Now, for boys. Luke is only one from your list with hard c/k sound. Luke – along with a few other names like Jack – manage to feel effortlessly capable and cool, even though they’re also very popular. Kaia, Caden, and Luke sound great together.
If not Luke, maybe:
- Carter – Is this a little too buttoned-up for you? I like the idea of an ends-in-r name to balance out Caden’s n-ending.
- Cameron, Carsten, Corbin, or Kellen – There are quite a few C/K names that end in ‘n’ that would work well with Kaia and Caden. Carsten is my favorite – an under-used northern European form of Christian.
- Nico – Nico could also work for a girl, but I like it as a brother for Kaia and Caden.
- Connelly – Another cool surname name possibility.
If you want to move away from the C/K sound, I think Arlo is the obvious choice on your list.
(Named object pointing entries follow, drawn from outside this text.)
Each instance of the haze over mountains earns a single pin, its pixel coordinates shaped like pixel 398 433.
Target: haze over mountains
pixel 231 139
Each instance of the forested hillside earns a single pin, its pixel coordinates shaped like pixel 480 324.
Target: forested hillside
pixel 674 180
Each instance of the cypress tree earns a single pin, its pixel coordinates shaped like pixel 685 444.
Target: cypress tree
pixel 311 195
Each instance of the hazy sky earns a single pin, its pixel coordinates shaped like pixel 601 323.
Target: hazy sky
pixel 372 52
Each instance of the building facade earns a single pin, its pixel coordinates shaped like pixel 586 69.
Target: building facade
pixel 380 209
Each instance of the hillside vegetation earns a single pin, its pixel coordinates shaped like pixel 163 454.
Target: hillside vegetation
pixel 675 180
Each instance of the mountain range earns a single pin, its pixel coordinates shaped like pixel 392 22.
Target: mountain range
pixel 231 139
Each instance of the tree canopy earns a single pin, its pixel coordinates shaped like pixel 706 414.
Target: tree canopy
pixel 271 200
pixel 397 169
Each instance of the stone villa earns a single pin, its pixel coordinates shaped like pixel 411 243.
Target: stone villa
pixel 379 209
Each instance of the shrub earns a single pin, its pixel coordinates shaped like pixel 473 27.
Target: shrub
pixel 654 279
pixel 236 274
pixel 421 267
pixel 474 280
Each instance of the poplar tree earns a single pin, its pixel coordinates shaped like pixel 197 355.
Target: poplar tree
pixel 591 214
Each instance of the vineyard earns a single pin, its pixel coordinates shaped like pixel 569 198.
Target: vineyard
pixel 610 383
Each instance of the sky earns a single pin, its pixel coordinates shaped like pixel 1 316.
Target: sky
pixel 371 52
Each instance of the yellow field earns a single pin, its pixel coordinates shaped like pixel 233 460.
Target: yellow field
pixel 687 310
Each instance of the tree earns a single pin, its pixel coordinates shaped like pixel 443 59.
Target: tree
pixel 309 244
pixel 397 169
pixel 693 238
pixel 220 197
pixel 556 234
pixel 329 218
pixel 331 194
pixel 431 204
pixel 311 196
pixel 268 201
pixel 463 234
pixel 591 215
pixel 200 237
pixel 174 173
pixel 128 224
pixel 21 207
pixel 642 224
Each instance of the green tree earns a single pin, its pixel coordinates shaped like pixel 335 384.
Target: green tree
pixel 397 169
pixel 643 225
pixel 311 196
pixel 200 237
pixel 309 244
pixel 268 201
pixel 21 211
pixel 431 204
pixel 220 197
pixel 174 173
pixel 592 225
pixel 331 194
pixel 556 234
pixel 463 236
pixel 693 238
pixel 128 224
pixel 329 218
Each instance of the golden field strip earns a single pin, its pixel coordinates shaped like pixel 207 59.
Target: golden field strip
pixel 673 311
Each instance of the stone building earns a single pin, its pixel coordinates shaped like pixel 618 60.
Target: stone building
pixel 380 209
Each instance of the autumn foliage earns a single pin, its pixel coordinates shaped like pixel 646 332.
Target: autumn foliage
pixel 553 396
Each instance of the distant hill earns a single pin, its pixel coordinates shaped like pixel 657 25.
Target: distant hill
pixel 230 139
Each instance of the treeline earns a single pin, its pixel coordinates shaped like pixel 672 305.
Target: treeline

Kaia, Caden, and Arlo.
The first decision is, obviously, to stick with C/K or to move on? That comes down to a mix of personal preference and practical considerations. As I mentioned before, if you’re planning on a big family, I’d probably opt for Zoe or Arlo, or something else that moves away from the C/K sound. But if you’re 99.9% certain that this is your last baby, there might be more appeal in choosing a name that repeats the sound. Nico is my favorite boys’ name – effortlessly cool, with the ‘o’ ending of Arlo, and a subtle tie to the C/K sound. For girls, I really like Carys. It fits your concerns about meaning, and fits in nicely with Kaia and Caden.
Readers, what would you suggest to Lauren Elizabeth for her third child?